Global Research, February 14, 2008




Part II continues the story of "A Century in War" in Part I. It's breathtaking in scope and content, and a shocking and essential history of geopolitics and the strategic importance of oil. Part I covered events from the late 19th century through the end of the 1960s. Part II completes the story to the present era under George Bush.
Running the World Economy in Reverse: Who Made the 1970s Oil Shocks?
In 1969, the US was in recession, interest rates were cut, dollars flowed abroad, and the money supply expanded. In addition, in May 1971, America recorded its first monthly trade deficit that triggered a panic US dollar sell-off.
Things were desperate, gold reserves were one-quarter of official liabilities, and Nixon shocked the world on August 15. He unilaterally imposed a 90 day wage and price freeze, a 10% import surcharge, and most importantly closed the gold window, suspended dollar convertibility into the metal, and shredded the Bretton Woods core provision. He also devalued the dollar by 8%, far less than what US allies wanted.
By this action, Nixon "pulled the plug on the world economy" and set off a series of events that shook it. Further deterioration followed with massive capital flight to Europe and Japan. It forced Nixon to act again on February 12, 1973. He announced a further 10% devaluation, major world currencies began a process called a "managed float," and world instability was the worst seen since the 1930s.
Unknown was the reason behind the August, 1971 strategy. It was to buy time before initiating a bold new monetary "paradigm shift" - to revive a strong dollar and US world power with it. In May 1973, the scheme was hatched - to initiate a "colossal assault" on world industrial growth through a 400% increase in oil prices.
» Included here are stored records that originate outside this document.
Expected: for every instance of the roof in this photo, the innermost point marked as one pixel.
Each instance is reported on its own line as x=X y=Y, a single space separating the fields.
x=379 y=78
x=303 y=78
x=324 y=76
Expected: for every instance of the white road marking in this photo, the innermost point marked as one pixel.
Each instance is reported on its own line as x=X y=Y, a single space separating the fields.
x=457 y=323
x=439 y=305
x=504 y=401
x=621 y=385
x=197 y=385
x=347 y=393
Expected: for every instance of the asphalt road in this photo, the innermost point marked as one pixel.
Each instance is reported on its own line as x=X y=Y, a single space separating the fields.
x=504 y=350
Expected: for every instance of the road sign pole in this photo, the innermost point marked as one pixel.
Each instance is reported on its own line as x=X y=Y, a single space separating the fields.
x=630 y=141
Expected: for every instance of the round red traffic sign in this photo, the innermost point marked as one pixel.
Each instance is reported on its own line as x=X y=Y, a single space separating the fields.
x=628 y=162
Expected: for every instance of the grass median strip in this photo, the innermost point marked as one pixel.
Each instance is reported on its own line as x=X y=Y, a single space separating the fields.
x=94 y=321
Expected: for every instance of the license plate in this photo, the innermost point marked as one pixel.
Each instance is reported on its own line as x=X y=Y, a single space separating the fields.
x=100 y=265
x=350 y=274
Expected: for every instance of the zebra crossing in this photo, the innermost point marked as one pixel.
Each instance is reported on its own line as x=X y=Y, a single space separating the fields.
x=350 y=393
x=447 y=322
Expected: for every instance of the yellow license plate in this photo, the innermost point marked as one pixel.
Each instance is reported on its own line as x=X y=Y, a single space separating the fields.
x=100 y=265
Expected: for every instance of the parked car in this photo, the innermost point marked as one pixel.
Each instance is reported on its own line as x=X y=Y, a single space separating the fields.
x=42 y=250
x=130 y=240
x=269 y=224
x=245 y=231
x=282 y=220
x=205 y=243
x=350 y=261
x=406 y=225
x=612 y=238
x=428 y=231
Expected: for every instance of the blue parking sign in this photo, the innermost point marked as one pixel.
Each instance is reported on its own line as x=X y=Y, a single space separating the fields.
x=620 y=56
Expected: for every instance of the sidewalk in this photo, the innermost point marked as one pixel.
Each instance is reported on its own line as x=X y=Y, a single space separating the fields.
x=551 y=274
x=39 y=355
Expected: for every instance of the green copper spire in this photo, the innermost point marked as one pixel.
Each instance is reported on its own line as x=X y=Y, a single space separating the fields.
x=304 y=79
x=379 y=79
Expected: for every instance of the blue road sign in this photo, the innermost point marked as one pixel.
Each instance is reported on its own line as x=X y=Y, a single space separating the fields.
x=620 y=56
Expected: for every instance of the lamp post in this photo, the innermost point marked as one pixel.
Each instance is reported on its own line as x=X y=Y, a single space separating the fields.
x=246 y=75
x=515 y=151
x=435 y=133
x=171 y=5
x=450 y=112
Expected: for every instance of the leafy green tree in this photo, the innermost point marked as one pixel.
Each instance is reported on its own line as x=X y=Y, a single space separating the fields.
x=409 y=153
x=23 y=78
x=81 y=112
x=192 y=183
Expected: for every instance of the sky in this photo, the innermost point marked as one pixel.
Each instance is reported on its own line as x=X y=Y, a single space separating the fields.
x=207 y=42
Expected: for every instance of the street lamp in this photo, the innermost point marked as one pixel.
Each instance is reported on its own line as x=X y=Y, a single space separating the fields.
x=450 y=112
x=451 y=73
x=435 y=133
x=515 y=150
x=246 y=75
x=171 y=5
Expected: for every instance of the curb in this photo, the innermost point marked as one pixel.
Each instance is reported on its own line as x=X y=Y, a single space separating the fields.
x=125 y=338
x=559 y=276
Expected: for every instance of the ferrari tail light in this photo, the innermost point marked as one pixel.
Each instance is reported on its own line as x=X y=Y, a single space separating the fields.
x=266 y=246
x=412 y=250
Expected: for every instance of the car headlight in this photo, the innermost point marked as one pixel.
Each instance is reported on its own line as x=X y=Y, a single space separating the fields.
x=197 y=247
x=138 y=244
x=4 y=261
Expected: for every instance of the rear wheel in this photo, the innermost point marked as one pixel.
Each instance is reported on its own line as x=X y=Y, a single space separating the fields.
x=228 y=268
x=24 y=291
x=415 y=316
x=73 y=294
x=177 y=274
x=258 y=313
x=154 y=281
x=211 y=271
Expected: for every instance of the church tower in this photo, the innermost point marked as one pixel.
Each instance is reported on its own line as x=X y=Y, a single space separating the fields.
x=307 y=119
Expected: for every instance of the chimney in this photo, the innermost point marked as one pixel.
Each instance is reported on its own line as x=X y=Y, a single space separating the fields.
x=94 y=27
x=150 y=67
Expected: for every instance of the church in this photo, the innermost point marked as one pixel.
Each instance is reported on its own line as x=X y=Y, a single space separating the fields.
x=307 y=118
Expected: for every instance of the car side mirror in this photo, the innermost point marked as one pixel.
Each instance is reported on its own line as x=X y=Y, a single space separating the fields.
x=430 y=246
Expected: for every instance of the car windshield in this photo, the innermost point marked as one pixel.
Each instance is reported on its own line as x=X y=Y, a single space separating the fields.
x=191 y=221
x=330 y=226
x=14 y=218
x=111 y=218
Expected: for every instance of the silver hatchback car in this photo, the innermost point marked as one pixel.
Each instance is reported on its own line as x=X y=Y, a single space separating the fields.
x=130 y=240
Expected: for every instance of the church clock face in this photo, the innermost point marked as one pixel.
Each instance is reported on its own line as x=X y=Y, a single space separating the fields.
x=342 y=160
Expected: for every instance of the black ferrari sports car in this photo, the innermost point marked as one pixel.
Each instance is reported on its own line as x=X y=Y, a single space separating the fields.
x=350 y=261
In addition, the resulting petrodollar flood had to be managed. A global oil embargo was the scheme to rocket up its price and create an equally great demand for dollars.
Kissinger's Yom Kippur war began it when Egypt and Syria invaded Israel on October 6, 1973. It wasn't by accident as Washington and London carefully orchestrated the conflict while Kissinger controlled Israel's response. An oil embargo followed, OPEC prices skyrocketed 400% overnight, panic ensued, Arab oil producers were scapegoated, and the key part of the scheme took shape. It was for much of the windfall oil revenue (mainly Saudi, the world's largest producer) to be recycled into US investments.
Following a Tehran January 1, 1974 meeting, a second price increase doubled the price of oil for even more recycling. The net effect - the worst American and European economic crisis since the 1930s with bankruptcies, unemployment, and in the US, a bonus of stagflation. The fallout was horrific. It brought down most European governments but its effects on developing states were devastating. Nixon as well got caught in the "Watergate affair" that benefitted Henry Kissinger hugely. He became de facto president throughout the period while his boss battled to survive and lost. For Big Oil and major US and London banks, it was even sweeter. They profited handsomely.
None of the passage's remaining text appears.